I also remembered that it is not always personal, not always about me. True, it is unusual not to reach anyone from a company anymore after handing over the money, when the availability had been perfect before. But does it have to be my worst idea?
During those dark hours I learned a lot. I was very happy that I made that reality check and that I found my faith again. I even got to the point where I realized that my peace of mind was worth more than any belongings and money. A day lost and not lived can never be replaced. Money and things always can be.

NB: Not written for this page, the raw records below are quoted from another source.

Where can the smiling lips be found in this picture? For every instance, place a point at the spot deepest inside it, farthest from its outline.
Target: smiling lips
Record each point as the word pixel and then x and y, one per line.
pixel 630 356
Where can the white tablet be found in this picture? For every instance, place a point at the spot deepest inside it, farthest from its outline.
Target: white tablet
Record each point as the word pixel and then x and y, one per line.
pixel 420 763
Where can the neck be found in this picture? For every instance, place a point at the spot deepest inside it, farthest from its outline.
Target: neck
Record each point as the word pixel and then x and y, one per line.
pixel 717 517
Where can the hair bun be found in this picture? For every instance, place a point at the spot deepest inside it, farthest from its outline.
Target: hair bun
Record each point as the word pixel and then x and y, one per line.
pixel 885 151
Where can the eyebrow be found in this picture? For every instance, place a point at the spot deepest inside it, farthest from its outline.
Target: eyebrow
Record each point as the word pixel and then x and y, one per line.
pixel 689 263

The next day I learned that the family business was in uproar for a day, because the father of one of the partners had had a bad car accident. I understood. I also learned my lesson. It felt good to be able to calm myself down in difficult times. True, we don´t always know the people we are dealing with, but I prefer and choose to have a trusting, while alert, way of approaching others. If I see thieves everywhere, I might find them everywhere. And if I see helpful and reliable people everywhere, I just might as well find them everywhere as well.
I think that it is deeply ingrained in us to protect ourselves. But if that tendencie becomes too tight and almost paranoid, it reaches the point where it harms us and keeps us from oportunities rather than protect us. It is wise to know the difference and keep checking, where the border lies again and again.